22 mai 2018
Un refuge d’animaux sauvages verra le jour à Sainte-Anne-de-Sorel
Par: Sarah-Eve Charland

Roxanne Mandeville est sur le point de réaliser son rêve d'ouvrir un refuge d'animaux sauvages. (Photo : Pascal Cournoyer)

Roxanne Mandeville a recueilli des bébés écureuils. (Photo: Pascal Cournoyer)

Roxanne Mandeville est sur le point de réaliser son rêve d'ouvrir un refuge d'animaux sauvages. (Photo : Pascal Cournoyer)

Roxanne Mandeville a recueilli des bébés écureuils. (Photo: Pascal Cournoyer)

Alors qu’elle sauve la vie des écureuils et des ratons laveurs depuis déjà quelques mois, la technicienne en santé animale Roxanne Mandeville a des idées de grandeur pour son refuge d’animaux sauvages qui est implanté à la Maison du marais à Sainte-Anne-de-Sorel.

« L’objectif premier est de réhabiliter les animaux pour les retourner dans la nature. On le fait pour le bien de l’animal », affirme-t-elle.

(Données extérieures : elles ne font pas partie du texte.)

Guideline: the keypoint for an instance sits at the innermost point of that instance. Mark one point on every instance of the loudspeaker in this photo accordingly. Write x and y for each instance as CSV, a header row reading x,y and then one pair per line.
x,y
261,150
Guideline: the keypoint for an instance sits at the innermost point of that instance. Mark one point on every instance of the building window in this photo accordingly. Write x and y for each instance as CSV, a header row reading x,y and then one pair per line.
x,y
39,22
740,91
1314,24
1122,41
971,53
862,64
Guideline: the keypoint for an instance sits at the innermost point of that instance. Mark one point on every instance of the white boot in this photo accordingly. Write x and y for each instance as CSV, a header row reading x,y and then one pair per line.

Cette dernière a toujours rêvé de mettre sur pied un refuge dédié aux animaux sauvages. Elle a commencé à travailler à la Maison du marais par hasard après avoir réalisé quelques heures de bénévolat. À cette époque, l’organisme aidait déjà de façon occasionnelle des ratons laveurs.

Mme Mandeville a décidé de se procurer un permis de réhabilitation auprès du ministère de l’Environnement en septembre 2017 pour mettre sur pied son projet officiellement. À l’heure actuelle, elle s’occupe également de bébés écureuils.

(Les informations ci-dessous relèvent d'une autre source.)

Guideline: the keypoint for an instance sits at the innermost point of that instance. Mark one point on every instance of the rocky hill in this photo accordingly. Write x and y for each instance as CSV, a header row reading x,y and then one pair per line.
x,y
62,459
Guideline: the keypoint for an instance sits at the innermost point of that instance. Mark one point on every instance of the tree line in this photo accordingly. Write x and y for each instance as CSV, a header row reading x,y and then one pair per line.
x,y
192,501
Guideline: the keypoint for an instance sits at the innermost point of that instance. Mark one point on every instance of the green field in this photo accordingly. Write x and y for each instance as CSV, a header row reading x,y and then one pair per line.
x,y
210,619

« On reçoit beaucoup d’appels. On a eu beaucoup de cas d’écureuils qui suivaient des enfants dans les cours d’école. Aussi, un arbre est tombé et a tué une mère écureuil. On a sauvé les petits parce qu’ils n’avaient aucune chance de survie autrement », explique-t-elle.

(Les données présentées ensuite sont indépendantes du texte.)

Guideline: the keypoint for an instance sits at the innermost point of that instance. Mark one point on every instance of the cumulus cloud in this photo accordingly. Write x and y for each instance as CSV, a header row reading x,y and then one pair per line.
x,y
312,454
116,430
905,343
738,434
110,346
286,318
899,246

La technicienne en santé animale assure qu’il y a un besoin dans la région parce que les citoyens se réfèrent déjà à la Maison du marais pour sauver des animaux. Le refuge sera mis sur pied en partenariat avec l’organisme sans but lucratif.

« On offre un environnement qui ressemble à la nature même si on ne pourra jamais recréer véritablement leur environnement naturel. C’est pour cette raison qu’il est important de les stimuler mentalement pour qu’il développent un instinct naturel. On essaie de limiter les contacts humains. Ils n’ont pas conscience de ce qu’ils sont. S’ils ne voient que des humains, ils commenceront à croire qu’ils sont humains. Cela peut amener des problèmes au moment de la reproduction », explique-t-elle.

Au cours des prochains mois, elle mettra ses énergies à construire des cages adaptées et à mettre sur pied des activités de financement. Elle lancera notamment la vente de plantes indigènes sous peu.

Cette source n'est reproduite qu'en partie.